Monday, February 12, 2018
Zen in the Art of Writing by Ray Bradbury
For writing allows just the proper recipes of truth, life, reality as you are able to eat, drink, and digest without hyperventilating like a dead fish in your bed.
In one essay from Zen in the Art of Writing, Ray Bradbury describes his method: Write a story on Monday, a second draft on Tuesday, a third on Wednesday, a fourth on Thursday, a fifth on Friday, and then send it off on Saturday. And unlike some other advice-givers, Bradbury doesn't seem to be one of those who says you must do it mechanically, even when inspiration isn't striking. To the contrary, he writes, "[I]f you are writing without zest, without gusto, without love, without fun, you are only half a writer." The impression these essays ultimately give is of a writer so full of gusto and zest you hope that some of it will rub off on you.
If you're looking for practical advice, you might be disappointed by the collection. Bradbury credits most of his successful work to a single list of nouns he jotted down one day in his twenties. (THE LAKE, THE BABY, THE OLD WOMAN, THE RAVINE.) Over several decades, Bradbury returned to this same list--or so he claims--to inspire him. ("The Old Woman" and "The Ravine," for sure, I remember as some of the most outstanding sections of the story-collection-as-novel Dandelion Wine.) Who can imitate that? No one, I expect. But the essays themselves are so full of life and good feeling that they give you the impression that you might just be able to, especially if Bradbury believes in you--and they also give the impression that, somehow, he believes in you.

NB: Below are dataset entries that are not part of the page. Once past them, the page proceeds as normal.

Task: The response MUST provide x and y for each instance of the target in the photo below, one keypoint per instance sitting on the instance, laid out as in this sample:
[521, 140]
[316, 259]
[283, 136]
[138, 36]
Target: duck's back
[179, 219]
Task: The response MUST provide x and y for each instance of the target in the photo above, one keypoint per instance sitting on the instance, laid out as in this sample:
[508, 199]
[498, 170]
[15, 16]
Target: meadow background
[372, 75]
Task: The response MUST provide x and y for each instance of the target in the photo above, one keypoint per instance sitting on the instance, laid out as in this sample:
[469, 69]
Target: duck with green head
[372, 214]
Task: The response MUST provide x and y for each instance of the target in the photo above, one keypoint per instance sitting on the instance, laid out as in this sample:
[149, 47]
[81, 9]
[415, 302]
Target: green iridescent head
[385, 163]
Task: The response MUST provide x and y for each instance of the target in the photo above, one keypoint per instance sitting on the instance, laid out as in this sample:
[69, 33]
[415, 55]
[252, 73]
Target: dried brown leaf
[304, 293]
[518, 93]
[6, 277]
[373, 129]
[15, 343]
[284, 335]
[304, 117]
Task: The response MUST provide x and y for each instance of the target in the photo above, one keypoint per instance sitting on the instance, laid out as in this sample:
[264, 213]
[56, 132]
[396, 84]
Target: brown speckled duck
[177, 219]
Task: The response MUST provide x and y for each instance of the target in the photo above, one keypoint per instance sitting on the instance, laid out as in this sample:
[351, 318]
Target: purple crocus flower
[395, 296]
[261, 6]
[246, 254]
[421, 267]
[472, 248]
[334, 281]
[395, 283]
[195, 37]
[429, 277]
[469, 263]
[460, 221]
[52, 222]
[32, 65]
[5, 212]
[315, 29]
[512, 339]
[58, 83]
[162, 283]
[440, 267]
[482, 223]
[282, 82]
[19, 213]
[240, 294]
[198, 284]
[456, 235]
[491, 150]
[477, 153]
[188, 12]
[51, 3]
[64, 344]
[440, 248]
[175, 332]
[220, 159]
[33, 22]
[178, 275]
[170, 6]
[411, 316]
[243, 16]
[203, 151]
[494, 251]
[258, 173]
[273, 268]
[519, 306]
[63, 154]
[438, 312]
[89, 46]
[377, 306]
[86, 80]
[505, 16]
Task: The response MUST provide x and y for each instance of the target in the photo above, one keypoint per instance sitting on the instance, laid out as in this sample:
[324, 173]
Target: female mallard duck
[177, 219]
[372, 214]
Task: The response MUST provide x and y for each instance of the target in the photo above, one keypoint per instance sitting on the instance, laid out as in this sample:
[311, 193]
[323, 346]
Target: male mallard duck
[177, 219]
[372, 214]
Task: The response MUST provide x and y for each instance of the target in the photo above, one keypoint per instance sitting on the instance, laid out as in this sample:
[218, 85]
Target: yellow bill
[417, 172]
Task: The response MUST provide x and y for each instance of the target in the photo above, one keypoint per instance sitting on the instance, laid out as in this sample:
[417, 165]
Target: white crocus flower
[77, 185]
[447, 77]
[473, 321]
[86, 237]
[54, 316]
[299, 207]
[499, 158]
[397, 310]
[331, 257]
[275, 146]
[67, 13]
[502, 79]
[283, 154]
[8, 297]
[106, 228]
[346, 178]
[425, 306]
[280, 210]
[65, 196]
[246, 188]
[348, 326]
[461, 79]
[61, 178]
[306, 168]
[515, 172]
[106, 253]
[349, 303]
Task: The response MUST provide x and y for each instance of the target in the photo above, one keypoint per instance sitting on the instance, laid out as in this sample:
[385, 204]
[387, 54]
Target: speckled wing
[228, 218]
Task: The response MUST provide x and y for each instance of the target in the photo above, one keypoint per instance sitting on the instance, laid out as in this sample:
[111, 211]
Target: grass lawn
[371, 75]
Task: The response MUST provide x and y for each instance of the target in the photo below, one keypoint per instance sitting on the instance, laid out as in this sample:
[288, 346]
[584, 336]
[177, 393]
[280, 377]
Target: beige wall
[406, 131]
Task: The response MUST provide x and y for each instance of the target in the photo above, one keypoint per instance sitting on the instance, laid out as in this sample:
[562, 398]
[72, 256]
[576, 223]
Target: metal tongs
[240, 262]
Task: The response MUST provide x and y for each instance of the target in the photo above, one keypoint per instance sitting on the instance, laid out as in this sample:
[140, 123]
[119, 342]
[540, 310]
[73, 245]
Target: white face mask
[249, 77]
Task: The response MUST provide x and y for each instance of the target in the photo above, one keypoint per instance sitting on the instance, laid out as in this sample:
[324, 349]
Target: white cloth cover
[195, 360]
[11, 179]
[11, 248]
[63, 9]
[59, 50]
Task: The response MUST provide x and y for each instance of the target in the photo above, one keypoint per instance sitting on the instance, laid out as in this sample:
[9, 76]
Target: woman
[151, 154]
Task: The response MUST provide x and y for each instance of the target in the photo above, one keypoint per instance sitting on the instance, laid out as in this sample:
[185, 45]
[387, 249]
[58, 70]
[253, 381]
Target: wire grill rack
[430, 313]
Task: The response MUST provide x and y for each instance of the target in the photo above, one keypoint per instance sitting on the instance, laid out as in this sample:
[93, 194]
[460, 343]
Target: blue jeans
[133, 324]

Zen is a collection of essays written at various points throughout Bradbury's life, and as with a lot of these compilations, you hear the same stories over and over again. Bradbury is especially fond of talking about how, as a kid, he tore up all his Buck Rogers comics in an effort to fit in, and the guilt he felt at betraying Buck was so strong that he vowed never to turn his back on his childhood loves again. "Since then," he writes, "I have never listened to anyone who criticized my taste in space travel, sideshows, or gorillas. When this occurs, I pack up my dinosaurs and leave the room." It's such a charming aside that you don't mind hearing it again.
Zen in the Art of Writing won't change any aspect of how or what I write. But it did give me some classic snippets that I'm going to share with my students. And as I find myself striving, slogging, to finish a book of my own, it was a nice inspirational kick in the pants.